Non. La mélatonine n’augmente pas la masse musculaire et n’a pas d’effet anti-catabolique démontré. Son action sur le muscle est nulle en direct. Le seul bénéfice pour un pratiquant est indirect : mieux vous dormez, mieux votre corps récupère et reconstruit ses fibres. La mélatonine agit sur le sommeil, pas sur le muscle. C’est ce lien indirect, et lui seul, qui justifie qu’on en parle en musculation.

Pour approfondir le lien entre sommeil et récupération, nos coachs l’expliquent en vidéo :

Autrement dit, aucune cure de mélatonine ne remplacera un entraînement bien mené, des protéines suffisantes et des nuits complètes. Elle peut aider à sécuriser ces nuits quand elles sont menacées, rien de plus.

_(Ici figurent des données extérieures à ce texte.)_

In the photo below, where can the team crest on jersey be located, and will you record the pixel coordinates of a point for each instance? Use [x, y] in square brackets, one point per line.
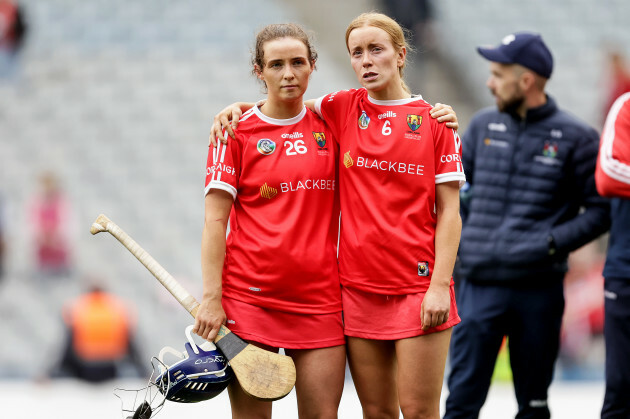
[364, 120]
[423, 268]
[267, 191]
[265, 146]
[550, 149]
[347, 159]
[320, 139]
[549, 154]
[414, 121]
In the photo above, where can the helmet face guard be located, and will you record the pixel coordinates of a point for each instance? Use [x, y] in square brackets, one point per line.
[200, 374]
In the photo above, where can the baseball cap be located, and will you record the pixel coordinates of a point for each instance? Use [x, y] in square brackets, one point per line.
[524, 48]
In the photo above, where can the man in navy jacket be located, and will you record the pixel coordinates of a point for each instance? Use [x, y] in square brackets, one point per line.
[531, 200]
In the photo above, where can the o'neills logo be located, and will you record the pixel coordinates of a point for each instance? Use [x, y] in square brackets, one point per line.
[347, 159]
[388, 114]
[267, 191]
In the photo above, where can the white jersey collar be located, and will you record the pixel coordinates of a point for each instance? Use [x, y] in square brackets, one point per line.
[291, 121]
[394, 102]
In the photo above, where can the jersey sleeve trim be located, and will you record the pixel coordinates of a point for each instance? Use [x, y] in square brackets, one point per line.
[451, 177]
[215, 184]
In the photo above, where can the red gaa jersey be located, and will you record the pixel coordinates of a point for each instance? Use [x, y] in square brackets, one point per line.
[281, 249]
[613, 164]
[391, 154]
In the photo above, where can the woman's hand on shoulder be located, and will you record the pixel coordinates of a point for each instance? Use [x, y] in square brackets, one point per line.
[210, 316]
[445, 113]
[226, 120]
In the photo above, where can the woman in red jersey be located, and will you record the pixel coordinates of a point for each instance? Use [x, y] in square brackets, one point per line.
[275, 280]
[399, 172]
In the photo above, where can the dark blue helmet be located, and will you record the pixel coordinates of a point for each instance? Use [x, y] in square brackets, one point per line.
[199, 374]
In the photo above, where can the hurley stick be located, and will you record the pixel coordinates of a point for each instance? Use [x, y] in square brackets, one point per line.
[262, 374]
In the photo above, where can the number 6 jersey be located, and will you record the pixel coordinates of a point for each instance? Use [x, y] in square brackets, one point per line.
[391, 156]
[281, 248]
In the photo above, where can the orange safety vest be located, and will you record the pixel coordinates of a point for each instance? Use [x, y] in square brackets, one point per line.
[100, 327]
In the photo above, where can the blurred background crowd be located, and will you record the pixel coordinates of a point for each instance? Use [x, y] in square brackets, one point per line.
[105, 107]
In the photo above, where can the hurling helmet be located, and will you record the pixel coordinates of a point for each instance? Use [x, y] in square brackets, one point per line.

Comment agit-elle sur le sommeil ?

La mélatonine contribue à réduire le temps d’endormissement : c’est une allégation de santé autorisée dans l’Union européenne, reconnue à partir de 1 mg avant le coucher. Une méta-analyse de 19 études (1 683 participants) a mesuré une réduction moyenne du délai d’endormissement d’environ 7 minutes (Ferracioli-Oda et al., 2013). L’effet est réel mais modeste : c’est un coup de pouce pour s’endormir, pas un somnifère puissant.

C’est l’hormone de l’obscurité : votre glande pinéale la sécrète quand la lumière baisse, ce qui signale à l’organisme qu’il est temps de ralentir. Sa prise est donc surtout utile dans deux cas concrets :

  • Séance de sport tardive : l’excitation nerveuse et la température corporelle élevée retardent l’endormissement ; la mélatonine aide à amorcer la bascule vers le sommeil.
  • Décalage horaire : elle aide à resynchroniser l’horloge interne (autre allégation reconnue, dès 0,5 mg au coucher à destination).

Quelle dose et à quel moment la prendre ?

En France, les compléments à base de mélatonine sont plafonnés à 1,9 mg par jour ; au-delà, elle relève du médicament. On en trouve en vente libre à ce dosage, comme la Mélatonine + de Nutraclear. L’effet sur l’endormissement est reconnu à partir de 1 mg. Inutile donc de surdoser : viser plus n’apporte pas de bénéfice supplémentaire en vente libre. Le timing compte autant que la dose.

PointRepère
Dose (vente libre France)1 à 1,9 mg par jour maximum
Moment de prise30 à 60 minutes avant le coucher
Avant l’entraînementJamais (somnolence, baisse de vigilance)
DuréeCures courtes, usage ponctuel plutôt que continu

Ne prenez jamais de mélatonine avant une séance : la somnolence qu’elle induit ferait chuter votre vigilance et votre force. Réservez-la au moment du coucher. Et privilégiez un usage ponctuel : la mélatonine n’a pas vocation à remplacer durablement une bonne hygiène de sommeil (horaires réguliers, obscurité, écrans coupés). Si le café perturbe vos nuits, agissez aussi en amont sur les excitants (voir notre article sur le café qui empêche de dormir).

Est-elle autorisée en compétition ?

Oui. La mélatonine ne figure pas sur la liste des substances interdites de l’Agence Mondiale Antidopage (AMA), elle est donc autorisée en compétition comme hors compétition. Ce n’est pas un produit dopant : elle n’a aucun effet ergogénique direct sur la force ou la puissance. Elle régule l’horloge biologique, rien de plus. Vous pouvez l’utiliser sans crainte pour un contrôle antidopage.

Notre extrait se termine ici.